Mulheres sem poder estudar, pessoas correndo no aeroporto para tentar fugir: saiba quem é o grupo que retorna ao poder após 20 anos de guerra

Talibã: grupo extremista tomou o poder no Afeganistão. Mas o que isso significa? (AFP via Getty Images/Getty Images)
Drc

Da redação, com agências

Publicado em 16 de agosto de 2021 às 15h04.

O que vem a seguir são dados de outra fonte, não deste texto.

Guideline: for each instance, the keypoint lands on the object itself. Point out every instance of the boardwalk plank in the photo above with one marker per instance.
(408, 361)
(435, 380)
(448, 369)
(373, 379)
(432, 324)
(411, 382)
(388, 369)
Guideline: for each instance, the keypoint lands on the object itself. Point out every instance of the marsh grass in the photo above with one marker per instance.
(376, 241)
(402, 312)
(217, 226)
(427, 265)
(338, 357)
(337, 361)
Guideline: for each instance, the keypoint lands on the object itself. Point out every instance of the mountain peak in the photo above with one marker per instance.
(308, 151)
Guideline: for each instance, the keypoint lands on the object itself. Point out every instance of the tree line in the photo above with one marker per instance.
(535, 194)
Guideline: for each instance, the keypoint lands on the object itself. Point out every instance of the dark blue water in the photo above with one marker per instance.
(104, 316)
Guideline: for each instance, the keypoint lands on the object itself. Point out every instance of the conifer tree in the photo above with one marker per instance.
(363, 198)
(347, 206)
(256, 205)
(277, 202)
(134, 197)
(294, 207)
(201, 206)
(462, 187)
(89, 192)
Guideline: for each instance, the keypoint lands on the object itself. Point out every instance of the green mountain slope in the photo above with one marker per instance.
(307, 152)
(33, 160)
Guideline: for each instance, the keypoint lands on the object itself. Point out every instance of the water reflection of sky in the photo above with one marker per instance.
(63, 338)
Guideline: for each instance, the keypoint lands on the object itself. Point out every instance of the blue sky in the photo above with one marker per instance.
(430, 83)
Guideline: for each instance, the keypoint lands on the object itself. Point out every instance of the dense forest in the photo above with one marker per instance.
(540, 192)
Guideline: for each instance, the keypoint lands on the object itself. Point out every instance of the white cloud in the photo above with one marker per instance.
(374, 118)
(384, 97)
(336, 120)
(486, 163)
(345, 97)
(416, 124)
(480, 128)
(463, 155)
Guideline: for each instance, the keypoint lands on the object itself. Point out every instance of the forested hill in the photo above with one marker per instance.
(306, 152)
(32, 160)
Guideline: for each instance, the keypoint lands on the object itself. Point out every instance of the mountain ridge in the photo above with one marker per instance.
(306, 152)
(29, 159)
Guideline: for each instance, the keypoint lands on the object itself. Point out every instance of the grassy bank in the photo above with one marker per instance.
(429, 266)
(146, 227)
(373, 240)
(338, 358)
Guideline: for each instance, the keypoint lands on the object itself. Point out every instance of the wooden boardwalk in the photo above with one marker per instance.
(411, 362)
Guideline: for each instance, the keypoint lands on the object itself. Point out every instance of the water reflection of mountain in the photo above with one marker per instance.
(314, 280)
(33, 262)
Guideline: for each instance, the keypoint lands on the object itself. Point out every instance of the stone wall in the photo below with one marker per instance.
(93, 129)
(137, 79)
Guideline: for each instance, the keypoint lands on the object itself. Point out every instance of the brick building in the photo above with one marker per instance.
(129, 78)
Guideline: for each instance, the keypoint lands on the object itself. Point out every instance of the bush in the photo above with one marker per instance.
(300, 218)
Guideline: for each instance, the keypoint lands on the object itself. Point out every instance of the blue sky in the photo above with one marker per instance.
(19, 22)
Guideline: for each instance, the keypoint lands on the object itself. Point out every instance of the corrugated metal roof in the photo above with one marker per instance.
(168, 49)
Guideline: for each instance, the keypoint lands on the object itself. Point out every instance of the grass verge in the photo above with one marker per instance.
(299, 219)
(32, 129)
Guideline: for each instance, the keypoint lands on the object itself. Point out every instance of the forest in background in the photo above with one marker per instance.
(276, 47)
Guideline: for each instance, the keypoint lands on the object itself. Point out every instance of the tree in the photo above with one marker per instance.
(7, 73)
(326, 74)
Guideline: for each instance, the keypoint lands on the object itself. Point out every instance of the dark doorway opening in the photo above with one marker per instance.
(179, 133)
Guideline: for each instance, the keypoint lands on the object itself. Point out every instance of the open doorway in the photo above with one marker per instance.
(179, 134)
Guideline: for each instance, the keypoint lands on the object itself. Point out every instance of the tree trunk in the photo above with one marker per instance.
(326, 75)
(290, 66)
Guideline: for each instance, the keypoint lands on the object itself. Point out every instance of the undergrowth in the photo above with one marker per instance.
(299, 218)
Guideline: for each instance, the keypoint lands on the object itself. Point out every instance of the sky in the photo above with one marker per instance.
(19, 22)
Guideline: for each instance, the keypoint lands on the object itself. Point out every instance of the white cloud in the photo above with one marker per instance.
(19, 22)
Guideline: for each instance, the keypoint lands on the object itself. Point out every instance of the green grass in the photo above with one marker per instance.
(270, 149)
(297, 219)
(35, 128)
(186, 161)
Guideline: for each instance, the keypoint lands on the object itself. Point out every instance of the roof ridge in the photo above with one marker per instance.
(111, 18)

Última atualização em 17 de agosto de 2021 às 18h48.

O que é o Talibã?

Na língua pashtun, Talibã significa estudante. Em 1994, ex-guerrilheros pashtuns -- o maior grupo étnico do Afeganistão --, que participaram da expulsão de forças soviéticas com o apoio dos EUA e do Paquistão, formaram um grupo. Fundado por Mohammad Omar, o grupo extremista prometia restaurar a paz e segurança no país, baseado na instauração Lei Islâmica.

Quando tomaram o poder na década de 1990, fizeram com que o Afeganistão se transformasse em uma espécie de emirado islâmico, onde as regras seriam baseadas na leitura que o Talibã fazia do Alcorão, o livro sagrado dos muçulmanos. De acordo com esta leitura, as mulheres seriam impedidas de sair de casa sem a companhia de um homem, o uso da burca seria obrigatório além de serem proibidas de estudar e trabalhar.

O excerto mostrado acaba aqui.